A quanto ammonta il cuneo fiscale in Italia?
Ridurre il cuneo fiscale è importante per dare ai lavoratori maggiori entrate e per fare in modo che le imprese abbiano maggiore liquidità.
Negli ultimi anni si è assistito a un calo del cuneo fiscale proprio grazie agli interventi messi in atto a partire dal 2021. Per il 2021 per un lavoratore dipendente con uno stipendio lordo medio, il cuneo era del 46,5%, contro una media del 41,4% nell’area euro. Già dal 2021 comunque si registra il calo, anche se sensibile, dello 0,4%.
Secondo il rapporto “Taxing Wages 2024” dell’OCSE (Organizzazione per la Cooperazione e lo Sviluppo Economico) il cuneo fiscale del 2023 per un lavoratore single (senza carichi familiari), con reddito medio, il cuneo fiscale nel 2023 è stato di 45,1 punti percentuali. Nel 2022 era del 45%. Ne deriva che vi è stato un leggero rialzo. La media nei Paesi OCSE è del 34,8%. L’Italia si pone come 5° Paese per il cuneo fiscale tra i Paesi dell’OCSE.
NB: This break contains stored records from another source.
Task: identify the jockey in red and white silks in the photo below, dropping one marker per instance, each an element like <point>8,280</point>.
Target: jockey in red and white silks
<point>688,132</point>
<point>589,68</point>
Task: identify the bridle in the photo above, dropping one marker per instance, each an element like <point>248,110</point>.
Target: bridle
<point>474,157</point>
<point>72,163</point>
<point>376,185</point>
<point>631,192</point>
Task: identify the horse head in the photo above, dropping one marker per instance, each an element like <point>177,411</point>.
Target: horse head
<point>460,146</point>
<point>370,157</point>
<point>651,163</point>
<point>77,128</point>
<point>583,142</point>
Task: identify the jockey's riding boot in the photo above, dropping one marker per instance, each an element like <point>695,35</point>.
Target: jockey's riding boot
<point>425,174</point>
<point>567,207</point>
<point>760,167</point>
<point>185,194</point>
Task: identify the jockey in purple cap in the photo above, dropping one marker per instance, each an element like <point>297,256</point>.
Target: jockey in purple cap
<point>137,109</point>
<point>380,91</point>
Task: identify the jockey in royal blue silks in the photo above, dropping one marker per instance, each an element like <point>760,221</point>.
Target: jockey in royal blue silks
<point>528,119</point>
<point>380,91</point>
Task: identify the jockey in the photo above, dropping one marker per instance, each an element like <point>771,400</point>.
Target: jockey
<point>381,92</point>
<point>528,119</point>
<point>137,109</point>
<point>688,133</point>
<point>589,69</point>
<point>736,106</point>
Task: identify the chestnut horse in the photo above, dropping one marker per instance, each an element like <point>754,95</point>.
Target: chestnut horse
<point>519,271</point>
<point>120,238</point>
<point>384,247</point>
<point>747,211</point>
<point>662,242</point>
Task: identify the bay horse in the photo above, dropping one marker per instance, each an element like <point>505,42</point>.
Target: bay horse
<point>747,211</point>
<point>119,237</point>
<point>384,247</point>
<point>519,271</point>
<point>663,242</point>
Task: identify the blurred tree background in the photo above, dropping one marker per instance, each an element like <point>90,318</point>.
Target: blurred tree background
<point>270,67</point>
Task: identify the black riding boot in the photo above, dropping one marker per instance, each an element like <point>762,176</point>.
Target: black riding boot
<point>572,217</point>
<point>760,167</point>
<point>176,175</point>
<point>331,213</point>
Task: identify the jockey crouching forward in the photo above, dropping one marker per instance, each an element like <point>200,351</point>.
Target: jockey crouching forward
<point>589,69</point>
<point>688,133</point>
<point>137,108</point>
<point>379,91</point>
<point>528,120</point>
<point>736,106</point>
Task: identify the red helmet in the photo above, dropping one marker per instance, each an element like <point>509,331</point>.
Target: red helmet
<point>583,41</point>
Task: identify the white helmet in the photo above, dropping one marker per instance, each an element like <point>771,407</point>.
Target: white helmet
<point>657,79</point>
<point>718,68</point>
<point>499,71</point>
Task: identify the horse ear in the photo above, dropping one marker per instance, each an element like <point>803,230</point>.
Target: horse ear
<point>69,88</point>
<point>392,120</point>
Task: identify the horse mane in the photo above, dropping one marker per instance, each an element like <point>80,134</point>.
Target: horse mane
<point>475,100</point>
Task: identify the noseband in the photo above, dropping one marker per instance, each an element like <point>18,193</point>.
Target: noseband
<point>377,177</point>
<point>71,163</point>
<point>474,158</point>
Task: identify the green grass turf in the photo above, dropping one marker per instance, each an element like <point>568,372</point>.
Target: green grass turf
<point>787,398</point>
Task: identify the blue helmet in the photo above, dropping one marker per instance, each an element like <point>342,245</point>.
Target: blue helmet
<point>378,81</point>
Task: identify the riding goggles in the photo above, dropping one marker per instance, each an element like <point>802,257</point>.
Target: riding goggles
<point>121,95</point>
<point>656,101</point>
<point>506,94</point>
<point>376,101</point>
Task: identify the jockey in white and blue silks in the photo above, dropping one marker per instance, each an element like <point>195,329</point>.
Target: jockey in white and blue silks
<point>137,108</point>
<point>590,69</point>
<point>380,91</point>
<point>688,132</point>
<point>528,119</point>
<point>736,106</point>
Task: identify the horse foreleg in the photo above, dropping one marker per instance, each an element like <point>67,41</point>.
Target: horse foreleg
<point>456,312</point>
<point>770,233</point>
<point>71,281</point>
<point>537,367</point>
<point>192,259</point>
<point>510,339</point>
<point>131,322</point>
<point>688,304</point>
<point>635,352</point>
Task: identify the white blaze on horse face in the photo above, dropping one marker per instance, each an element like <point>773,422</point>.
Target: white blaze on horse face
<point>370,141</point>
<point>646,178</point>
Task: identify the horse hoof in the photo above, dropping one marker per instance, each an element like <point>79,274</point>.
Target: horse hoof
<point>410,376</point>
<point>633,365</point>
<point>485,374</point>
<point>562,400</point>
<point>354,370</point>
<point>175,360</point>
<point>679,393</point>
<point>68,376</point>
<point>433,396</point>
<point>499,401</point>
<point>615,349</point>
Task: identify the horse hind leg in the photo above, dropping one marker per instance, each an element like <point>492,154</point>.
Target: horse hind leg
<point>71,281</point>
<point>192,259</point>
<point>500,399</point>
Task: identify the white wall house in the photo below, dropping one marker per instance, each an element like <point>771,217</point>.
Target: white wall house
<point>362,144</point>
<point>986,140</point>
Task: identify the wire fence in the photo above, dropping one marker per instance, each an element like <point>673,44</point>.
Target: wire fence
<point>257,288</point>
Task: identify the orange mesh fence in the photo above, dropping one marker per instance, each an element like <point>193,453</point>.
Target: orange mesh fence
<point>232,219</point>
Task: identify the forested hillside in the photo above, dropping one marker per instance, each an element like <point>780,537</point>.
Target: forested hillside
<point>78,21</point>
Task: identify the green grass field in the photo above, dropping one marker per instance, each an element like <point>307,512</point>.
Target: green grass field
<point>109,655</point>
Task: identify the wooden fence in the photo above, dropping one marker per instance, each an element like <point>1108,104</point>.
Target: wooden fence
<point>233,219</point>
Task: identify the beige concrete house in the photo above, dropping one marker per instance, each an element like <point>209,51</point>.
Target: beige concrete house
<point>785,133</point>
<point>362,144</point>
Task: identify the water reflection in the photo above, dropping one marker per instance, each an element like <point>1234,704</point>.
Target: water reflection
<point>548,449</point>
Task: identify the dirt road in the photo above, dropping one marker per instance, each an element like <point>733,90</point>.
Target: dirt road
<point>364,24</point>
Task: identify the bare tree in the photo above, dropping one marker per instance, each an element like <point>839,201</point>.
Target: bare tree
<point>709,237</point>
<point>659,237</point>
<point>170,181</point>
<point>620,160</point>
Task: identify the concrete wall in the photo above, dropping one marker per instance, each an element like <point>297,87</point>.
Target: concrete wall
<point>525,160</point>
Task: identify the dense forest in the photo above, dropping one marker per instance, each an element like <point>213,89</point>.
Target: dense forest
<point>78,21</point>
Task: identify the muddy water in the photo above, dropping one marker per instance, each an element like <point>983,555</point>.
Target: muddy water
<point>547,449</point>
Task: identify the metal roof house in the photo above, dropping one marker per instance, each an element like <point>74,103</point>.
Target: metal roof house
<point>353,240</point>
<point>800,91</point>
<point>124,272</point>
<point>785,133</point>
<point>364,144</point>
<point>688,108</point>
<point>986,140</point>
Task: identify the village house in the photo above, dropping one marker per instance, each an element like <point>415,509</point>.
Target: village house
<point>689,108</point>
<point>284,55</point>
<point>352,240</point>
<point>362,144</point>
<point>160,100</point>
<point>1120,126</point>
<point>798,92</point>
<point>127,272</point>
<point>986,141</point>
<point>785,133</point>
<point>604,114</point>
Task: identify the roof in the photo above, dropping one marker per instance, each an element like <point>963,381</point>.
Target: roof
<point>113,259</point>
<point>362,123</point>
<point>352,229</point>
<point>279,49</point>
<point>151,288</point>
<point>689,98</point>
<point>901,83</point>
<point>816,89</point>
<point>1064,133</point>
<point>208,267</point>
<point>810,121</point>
La situazione migliora nel caso di coppie sposate con 2 figli a carico. In questo caso il cuneo fiscale è del 33,2%, in ottava posizione rispetto ai Paesi Ocse.
Le novità 2025 sul taglio del cuneo fiscale
Una breve disamina sul taglio del cuneo fiscale applicato nel 2024 è necessaria per capire le novità introdotte nel 2025.
Il taglio del 2024 era pari a:
- 7% per redditi fino a 25.000 euro;
- 6% per redditi fino a 35.000 euro.
Secondo le stime elaborate, con il taglio del cuneo fiscale in vigore i lavoratori percepivano in busta paga un importo massimo in più di 100 euro. La struttura del taglio del cuneo fiscale aveva però un piccolo effetto distorsivo, infatti, portava a un aumento del reddito tassabile e di conseguenza il vantaggio economico risultava ridotto.
Nella Legge di Bilancio 2025 cambia la formula.
La Legge di Bilancio 2025 all’articolo 1, comma 4, prevede misure di sostegno al reddito dei lavoratori. Riconosce ai lavoratori dipendenti con reddito complessivo non superiore a 20.000 euro la corresponsione di una somma aggiuntiva non tassabile con percentuale:
- 7,1%, se il reddito di lavoro dipendente non è superiore a 8.500 euro;
- 5,3%, se il reddito di lavoro dipendente è superiore a 8.501 euro ma non a 15.000 euro;
- 4,8%, se il reddito di lavoro dipendente è superiore a 15.001 euro.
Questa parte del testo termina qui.